There is no single culprit of high gas prices. It's actually a very intricate microcosm.
OPEC does determine the number of barrels that pumped and sent from the Middle East. But that is only one part of the issue. It's actually sort of a self fueling problem.
When energy prices are higher it costs more to ship the oil (which in turn increases the price of gas indirectly). Then as business taxes are increased the oil companies must raise prices to cover their costs. The same thing happens every time minimum wage is increased. There are also seasonal cycles. Before summer oil refining is cut back to do regular maintenance on equipment, this is done to prepare for the summer rush.

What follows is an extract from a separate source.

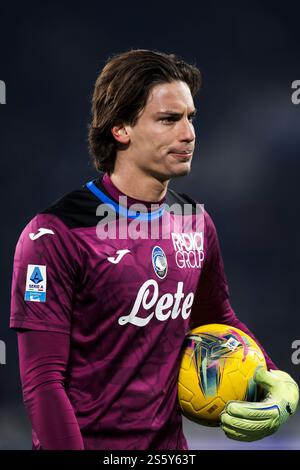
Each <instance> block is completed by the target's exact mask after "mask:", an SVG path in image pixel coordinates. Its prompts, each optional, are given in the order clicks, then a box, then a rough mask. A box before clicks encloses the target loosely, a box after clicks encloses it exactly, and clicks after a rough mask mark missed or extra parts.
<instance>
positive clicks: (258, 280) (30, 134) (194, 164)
mask: <svg viewBox="0 0 300 470" xmlns="http://www.w3.org/2000/svg"><path fill="white" fill-rule="evenodd" d="M299 14H300V4H299V3H298V4H297V3H296V2H294V3H282V2H280V3H277V4H276V3H274V4H273V3H271V2H268V3H267V2H262V1H258V0H252V1H244V2H216V1H211V2H203V1H197V2H196V1H191V2H181V3H178V4H175V3H174V2H169V1H165V2H152V3H151V4H150V3H144V2H135V1H134V2H133V1H131V2H119V1H118V0H117V1H116V2H113V3H111V2H109V3H108V4H107V5H104V4H103V3H102V2H94V1H86V2H83V1H81V2H75V3H73V4H71V3H69V2H48V1H45V2H41V3H38V2H30V1H29V2H25V3H17V2H14V1H12V2H10V3H9V4H1V16H0V22H1V27H0V48H1V56H0V80H3V81H5V83H6V89H7V90H6V91H7V96H6V100H7V104H6V105H0V136H1V137H0V155H1V193H2V194H1V200H2V218H1V220H2V223H1V284H0V289H1V292H0V298H1V305H2V308H1V330H0V339H1V340H4V341H5V342H6V347H7V351H6V352H7V364H6V365H0V375H1V376H0V384H1V387H0V422H1V427H0V448H1V449H26V448H30V445H31V437H30V427H29V423H28V420H27V418H26V415H25V411H24V409H23V405H22V399H21V388H20V381H19V372H18V358H17V342H16V334H15V333H14V332H13V331H10V330H9V328H8V321H9V308H10V283H11V274H12V261H13V254H14V248H15V245H16V242H17V239H18V237H19V234H20V232H21V231H22V229H23V227H24V226H25V225H26V224H27V222H28V221H29V220H30V219H31V218H32V217H33V216H34V215H35V214H36V213H37V212H38V211H39V210H41V209H43V208H44V207H46V206H48V205H49V204H50V203H51V202H53V201H54V200H55V199H57V198H58V197H59V196H61V195H63V194H64V193H66V192H68V191H70V190H72V189H74V188H76V187H78V186H80V185H81V184H82V183H84V182H86V181H87V180H88V179H90V178H91V177H93V176H95V175H96V173H95V171H94V170H93V168H92V166H91V164H90V163H89V157H88V149H87V125H88V121H89V117H90V99H91V94H92V91H93V85H94V82H95V80H96V77H97V74H98V73H99V71H100V70H101V68H102V67H103V65H104V63H105V61H106V59H107V58H108V57H109V56H110V55H112V54H114V53H117V52H121V51H125V50H127V49H130V48H147V49H156V50H161V51H165V52H169V53H171V52H173V53H176V54H178V55H180V56H182V57H183V58H184V59H185V60H187V61H190V62H193V63H196V64H197V65H198V67H199V68H200V69H201V71H202V74H203V88H202V91H201V93H200V94H199V95H198V97H197V99H196V106H197V108H198V117H197V121H196V131H197V150H196V152H195V155H194V161H193V170H192V173H191V174H190V175H189V176H188V177H186V178H183V179H182V180H178V181H175V182H173V183H172V186H173V187H174V188H175V189H177V190H182V191H184V192H189V193H190V195H192V196H193V197H195V198H196V199H198V201H200V202H203V203H204V204H205V207H206V209H207V210H208V212H209V213H210V214H211V216H212V217H213V219H214V221H215V224H216V226H217V229H218V234H219V238H220V242H221V247H222V253H223V258H224V263H225V268H226V273H227V277H228V281H229V286H230V291H231V302H232V305H233V307H234V309H235V311H236V313H237V314H238V316H239V317H240V318H241V320H242V321H244V322H245V323H246V324H247V325H248V326H249V327H250V328H251V329H252V330H253V332H254V333H255V334H256V336H257V337H258V339H259V340H260V341H261V342H262V344H263V345H264V346H265V348H266V350H267V351H268V352H269V354H270V356H271V357H272V359H273V360H274V361H275V362H276V363H277V365H278V367H279V368H280V369H283V370H286V371H288V372H289V373H291V374H292V375H293V376H294V377H295V378H296V379H297V380H298V381H300V365H294V364H293V363H292V361H291V355H292V352H293V350H292V349H291V344H292V342H293V341H294V340H295V339H300V319H299V307H298V298H299V273H298V271H299V261H300V259H299V257H300V256H299V255H300V248H299V242H298V240H299V235H300V233H299V232H300V221H299V208H298V206H299V196H298V191H299V183H298V181H299V176H300V155H299V152H300V105H298V106H296V105H293V104H292V101H291V94H292V89H291V83H292V81H294V80H297V79H300V62H299V50H300V28H299ZM299 424H300V416H299V413H298V415H297V416H296V417H294V418H293V419H291V420H290V422H289V423H288V424H287V425H286V426H285V427H284V428H283V429H282V430H280V431H279V432H278V433H277V434H275V435H274V436H272V437H270V438H268V439H265V440H263V441H261V442H258V443H253V444H247V445H246V444H245V445H242V444H239V443H236V442H234V441H229V440H228V439H226V438H225V437H224V436H223V434H222V432H221V431H220V430H218V429H207V428H203V427H200V426H196V425H194V424H191V423H187V422H185V431H186V434H187V436H188V439H189V442H190V446H191V448H194V449H198V448H210V447H213V448H215V449H216V448H287V449H289V448H291V449H292V448H298V449H299V448H300V431H299V430H298V429H299Z"/></svg>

Then there is the issue of demand. There was a lot more demand this time two years ago then there is now. Some of the reasons include the increase of fuel efficient vehicles on the road, higher unemployment so that many people aren't driving to work every day, and a lot of people are cutting back on costs which means less vehicle travel. So as a nation we are consuming less than before which means that costs will go down.
Then there is a matter of state and federal taxes. The state and federal government make more money per gallon then the gas companies. Cutting local taxes would cause a dramatic difference in the price per gallon. The taxes you pay per gallon should be listed at the gas station somewhere. The federal government takes something like 18 cents per gallon and the state and local taxes are generally much higher (25-30 cents per gallon).
But there is one other thing to consider. Not all our oil comes from the Middle East. Canada and Mexico are the other two major oil sources. Any variation in the amount of oil they import could have a noticeable affect on our gas prices.